Four UiL OTS researchers: Alberto Frasson, Bregje Holleman, Paola Monachesi, and Olupemi Oludare will give brief presentations (20 minutes) on their research. Chaired by René Kager.


Alberto Frasson will present two types of data collection: on-field and remote. He will compare two data collections targeting the same isolated community of Friulian heritage speakers in Brazil: the first one took place during a fieldwork in spring 2019, while the second one took place online in spring 2020. The problems posed by the two methods are not dissimilar, but they need to be tackled differently. The talk will focus on the following points: finding local contacts, organizing a fieldwork in remote locations, interviewing elderly speakers, administering the questionnaire, obtaining a written informed consent. In conclusion, it will be shown that collecting data from isolated speakers online (an ‘online fieldwork’) is possible; however, some extra measures and arrangements need to be made. Research can benefit from the experience gained with the online fieldwork: it can help making data collection more accessible and flexible.

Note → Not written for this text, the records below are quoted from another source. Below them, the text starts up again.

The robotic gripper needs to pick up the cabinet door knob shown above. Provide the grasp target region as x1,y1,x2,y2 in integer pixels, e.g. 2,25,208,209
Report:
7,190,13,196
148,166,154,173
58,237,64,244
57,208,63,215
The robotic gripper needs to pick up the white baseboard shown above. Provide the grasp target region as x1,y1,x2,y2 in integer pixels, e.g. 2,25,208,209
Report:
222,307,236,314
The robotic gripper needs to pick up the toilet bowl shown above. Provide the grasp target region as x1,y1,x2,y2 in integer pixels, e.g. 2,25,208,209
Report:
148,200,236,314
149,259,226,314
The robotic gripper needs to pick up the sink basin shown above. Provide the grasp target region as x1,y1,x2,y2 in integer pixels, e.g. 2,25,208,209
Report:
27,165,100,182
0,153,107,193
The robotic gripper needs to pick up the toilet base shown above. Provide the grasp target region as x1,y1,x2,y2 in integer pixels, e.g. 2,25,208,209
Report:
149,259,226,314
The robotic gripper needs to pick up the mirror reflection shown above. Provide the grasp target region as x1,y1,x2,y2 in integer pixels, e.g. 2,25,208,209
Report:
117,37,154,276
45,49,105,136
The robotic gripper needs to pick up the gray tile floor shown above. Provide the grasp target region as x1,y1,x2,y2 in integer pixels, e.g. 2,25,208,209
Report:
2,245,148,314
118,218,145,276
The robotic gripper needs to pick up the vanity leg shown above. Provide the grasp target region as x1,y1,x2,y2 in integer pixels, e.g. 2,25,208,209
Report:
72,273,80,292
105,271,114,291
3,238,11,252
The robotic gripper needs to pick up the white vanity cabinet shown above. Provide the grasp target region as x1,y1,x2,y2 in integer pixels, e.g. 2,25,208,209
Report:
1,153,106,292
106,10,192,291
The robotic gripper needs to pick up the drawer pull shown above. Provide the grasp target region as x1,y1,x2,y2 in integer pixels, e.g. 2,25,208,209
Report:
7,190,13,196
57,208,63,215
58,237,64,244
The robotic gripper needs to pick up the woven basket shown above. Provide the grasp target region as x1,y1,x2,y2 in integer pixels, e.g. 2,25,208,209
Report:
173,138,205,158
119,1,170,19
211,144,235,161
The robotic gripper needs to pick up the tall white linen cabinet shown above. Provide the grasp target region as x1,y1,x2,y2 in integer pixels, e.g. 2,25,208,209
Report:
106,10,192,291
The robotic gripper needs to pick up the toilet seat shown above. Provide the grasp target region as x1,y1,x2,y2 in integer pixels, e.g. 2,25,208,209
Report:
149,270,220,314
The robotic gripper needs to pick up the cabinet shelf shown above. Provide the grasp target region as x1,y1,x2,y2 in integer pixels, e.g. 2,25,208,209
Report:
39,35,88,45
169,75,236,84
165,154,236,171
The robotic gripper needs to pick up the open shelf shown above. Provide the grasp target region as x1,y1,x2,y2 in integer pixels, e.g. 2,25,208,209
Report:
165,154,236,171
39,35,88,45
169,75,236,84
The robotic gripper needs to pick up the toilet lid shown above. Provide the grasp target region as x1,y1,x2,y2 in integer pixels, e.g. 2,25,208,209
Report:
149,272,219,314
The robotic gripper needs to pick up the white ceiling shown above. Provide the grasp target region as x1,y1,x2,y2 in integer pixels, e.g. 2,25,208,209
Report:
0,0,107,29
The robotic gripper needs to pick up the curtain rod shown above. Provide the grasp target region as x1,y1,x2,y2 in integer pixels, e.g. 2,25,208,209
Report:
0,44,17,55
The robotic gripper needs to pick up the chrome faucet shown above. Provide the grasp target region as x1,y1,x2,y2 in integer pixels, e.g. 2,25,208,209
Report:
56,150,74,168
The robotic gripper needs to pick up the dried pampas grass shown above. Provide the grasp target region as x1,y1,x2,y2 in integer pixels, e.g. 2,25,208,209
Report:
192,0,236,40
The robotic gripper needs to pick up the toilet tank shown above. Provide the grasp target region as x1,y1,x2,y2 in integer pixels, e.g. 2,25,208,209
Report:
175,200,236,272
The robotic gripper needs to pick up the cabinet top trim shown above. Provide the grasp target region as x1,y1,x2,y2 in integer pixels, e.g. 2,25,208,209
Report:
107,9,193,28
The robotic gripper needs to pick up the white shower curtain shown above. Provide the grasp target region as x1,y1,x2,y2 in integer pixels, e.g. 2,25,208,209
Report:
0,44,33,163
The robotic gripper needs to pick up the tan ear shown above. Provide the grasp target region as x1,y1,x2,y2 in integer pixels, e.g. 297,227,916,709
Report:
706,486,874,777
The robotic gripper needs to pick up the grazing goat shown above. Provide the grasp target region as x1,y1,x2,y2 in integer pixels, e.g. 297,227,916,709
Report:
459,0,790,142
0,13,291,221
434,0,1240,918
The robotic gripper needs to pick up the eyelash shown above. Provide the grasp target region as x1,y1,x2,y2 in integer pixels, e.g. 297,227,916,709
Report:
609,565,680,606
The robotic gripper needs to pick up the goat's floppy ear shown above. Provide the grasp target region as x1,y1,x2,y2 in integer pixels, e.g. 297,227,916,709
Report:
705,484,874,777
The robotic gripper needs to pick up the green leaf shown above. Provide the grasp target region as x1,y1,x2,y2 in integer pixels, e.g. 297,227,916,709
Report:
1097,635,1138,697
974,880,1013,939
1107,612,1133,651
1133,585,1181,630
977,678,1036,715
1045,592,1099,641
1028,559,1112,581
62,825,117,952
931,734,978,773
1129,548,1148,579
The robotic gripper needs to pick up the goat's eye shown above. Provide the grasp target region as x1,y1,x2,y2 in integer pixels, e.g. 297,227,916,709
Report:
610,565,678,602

Bregje Holleman will talk about two ways of data collection outside of the lab. First, she will briefly go into the advantages and disadvantages of data collection through crowdsourcing platforms such as MTurk and Prolific. They offer possibilities for better and wider sampling (than snowball samples trough one’s own network) for a range of linguistic research questions, but there are some drawbacks and worries. Second, she will discuss data collection in cooperation with third parties, such as companies. She will sketch her previous experience in the area of politics (on Voting Advice Applications) together with VAA builder Kieskompas and a large city in election time; and together with Jelle Strikwerda, she will outline various points of attention based on his recent experience of gathering interview data working with employees and clients of Dutch pension insurance companies.

Paola Monachesi will talk about data collection from social media (i.e. Twitter). These data have the advantage of being abundant and spontaneous. However, they raise questions on privacy, ethics as well as on research methodology that needs to be re-defined both with respect to their collection and analysis. She will present a novel computational approach to collect data from a specific group of users – skilled migrants – in order to analyse their discourse in relation to sustainability. Identifying these users is not a trivial task since they don’t characterize themselves as creative migrants on Twitter. She will also discuss the challenges behind the identification of another group of users – Dutch elderly – and the role that language can play in age detection.

Olupemi Oludare will talk about practical issues of data collection outside the lab, through fieldwork. He will present his experiences as a Yoruba musicologist and ethnomusicologist, carrying out research in Nigeria and other West African countries, in discussing how to create the best circumstances for collecting data from human participants. With a focus on the three major geo-linguistic (Yoruba, Hausa, and Igbo) landscape of Nigeria, he will explore two dimensions: (a) ‘building trust’ between researchers and participants, and (b) eliciting and comparing new data with existing data. By explaining the problems and the tasks involved, which includes identifying authentic fields, finding local informants, and attaining acceptance by the participants, among others, he will attempt to address the issues and proffer possible solutions to challenges faced in such scenarios of data collection outside the lab.

A general discussion will take place at the end of the session.